Monday, Feb. 08, 1937
Buffalo Bronzes
Melt copper with tin and you get bronze, probably the oldest, certainly one of the most useful alloys in the world. Last week the Albright Art Gallery of Buffalo popped into the spotlight with an exhibition illustrating the history of bronze-casting from about 3000 B.C. to the 20th Century. Eschewing such utilitarian objects as Roman swords, motorboat propellers and bank tellers' cages, the gallery has assembled a collection of 173 statuettes, all of them of first rank, only one (a Degas figurine) the property of the Albright Art Gallery. Most liberal lenders were New York's Metropolitan Museum, which offered 33 pieces, the Boston Museum of Fine Arts, which loaned 26. Such private collectors as John Pierpont Morgan, Jules Semon Bache, William Randolph Hearst, George Blumenthal, Mrs. John Davison Rockefeller Jr. chipped in, too.

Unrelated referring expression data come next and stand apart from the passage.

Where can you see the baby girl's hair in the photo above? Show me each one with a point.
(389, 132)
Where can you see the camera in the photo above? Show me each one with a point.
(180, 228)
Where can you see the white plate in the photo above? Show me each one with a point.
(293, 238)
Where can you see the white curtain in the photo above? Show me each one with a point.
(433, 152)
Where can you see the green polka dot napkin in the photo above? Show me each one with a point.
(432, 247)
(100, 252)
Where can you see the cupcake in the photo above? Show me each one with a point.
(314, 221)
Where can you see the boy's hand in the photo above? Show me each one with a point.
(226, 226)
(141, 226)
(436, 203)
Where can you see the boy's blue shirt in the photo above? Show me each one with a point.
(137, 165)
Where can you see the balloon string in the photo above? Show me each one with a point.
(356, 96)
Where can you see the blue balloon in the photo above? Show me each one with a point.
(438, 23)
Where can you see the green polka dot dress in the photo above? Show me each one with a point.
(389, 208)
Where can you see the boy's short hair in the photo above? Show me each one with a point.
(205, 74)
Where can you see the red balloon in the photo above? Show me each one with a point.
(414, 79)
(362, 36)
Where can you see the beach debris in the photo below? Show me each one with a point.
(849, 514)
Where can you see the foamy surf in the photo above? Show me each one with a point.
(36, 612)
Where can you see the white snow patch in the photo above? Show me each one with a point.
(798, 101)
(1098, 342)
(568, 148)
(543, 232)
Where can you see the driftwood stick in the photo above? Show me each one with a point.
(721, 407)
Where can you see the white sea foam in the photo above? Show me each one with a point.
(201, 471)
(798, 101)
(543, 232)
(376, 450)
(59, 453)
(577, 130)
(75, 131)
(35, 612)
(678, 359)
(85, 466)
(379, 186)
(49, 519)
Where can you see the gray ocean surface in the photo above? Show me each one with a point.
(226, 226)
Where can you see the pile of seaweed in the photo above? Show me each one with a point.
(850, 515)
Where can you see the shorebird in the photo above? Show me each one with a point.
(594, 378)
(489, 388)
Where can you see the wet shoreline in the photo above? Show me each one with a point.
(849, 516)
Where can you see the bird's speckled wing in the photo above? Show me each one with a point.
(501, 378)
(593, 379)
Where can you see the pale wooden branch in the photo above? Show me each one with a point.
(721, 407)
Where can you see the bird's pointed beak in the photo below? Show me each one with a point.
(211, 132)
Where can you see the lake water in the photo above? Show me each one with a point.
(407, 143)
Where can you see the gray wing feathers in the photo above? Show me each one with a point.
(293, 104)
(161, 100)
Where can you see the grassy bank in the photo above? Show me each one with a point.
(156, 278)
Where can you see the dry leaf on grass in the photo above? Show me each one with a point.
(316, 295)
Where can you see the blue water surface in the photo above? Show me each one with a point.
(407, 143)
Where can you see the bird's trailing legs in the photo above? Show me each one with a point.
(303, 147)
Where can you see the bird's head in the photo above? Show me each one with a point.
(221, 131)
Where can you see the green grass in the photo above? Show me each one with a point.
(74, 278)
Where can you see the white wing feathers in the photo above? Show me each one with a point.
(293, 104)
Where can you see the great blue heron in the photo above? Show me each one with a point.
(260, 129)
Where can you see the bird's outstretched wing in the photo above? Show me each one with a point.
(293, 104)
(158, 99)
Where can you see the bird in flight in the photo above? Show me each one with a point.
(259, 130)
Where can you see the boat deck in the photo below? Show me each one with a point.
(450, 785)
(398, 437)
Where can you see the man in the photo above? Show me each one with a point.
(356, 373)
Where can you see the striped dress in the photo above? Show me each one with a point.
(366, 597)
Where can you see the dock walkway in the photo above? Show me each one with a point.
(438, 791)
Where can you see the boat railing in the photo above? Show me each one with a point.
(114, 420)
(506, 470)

Best of Buffalo's bronzes: two owls dated approximately 1122 B.C.; a gilt Buddha whose first private owner, the Empress Dowager's Viceroy Tuan Fang, acquired it by building a brand new temple for the monks who had guarded it; a group of Renaissance pieces from the Dreyfus collection, just bought by Andrew Mellon for his new national museum (TIME, Jan. 11); two Benvenuto Cellinis; David with the Head of Goliath, only known bronze by Luca della Robbia beside his famed doors for the Florence Cathedral; the earliest of six known figures by Daumier of "Ratapoil," his famed caricature of a Bonapartist agitator.
If the Albright Gallery had nothing of its own to match these in quality there was at least one other public service it could perform. It published an elaborate catalog illustrating each piece with a full-page plate and giving a scholarly introduction to each section of the catalog. These were not prepared by the Buffalo Museum's staff but by leading authorities in the U. S. on each particular field. Orientalist Arthur Upham Pope wrote on Persian bronzes, the Metropolitan's Gisela M. A. Richter covered those of Greece and Rome, Art Dealer Stephan Bourgeois wrote on modern bronzes.
Footing the bill for all this was one of the leading squash racquet and polo players in the U. S., Seymour Horace Knox. Son of a Woolworth partner and a potent investment banker in his own right, Poloist Knox has a burning ambition to make East Aurora and the Buffalo district as famed for polo as Long Island. He was captain of the squash racquets team sent to Britain in 1935. His active interest in art is recent. To date his private collection consists of one Utrillo bought a few months ago, and the collector's bug.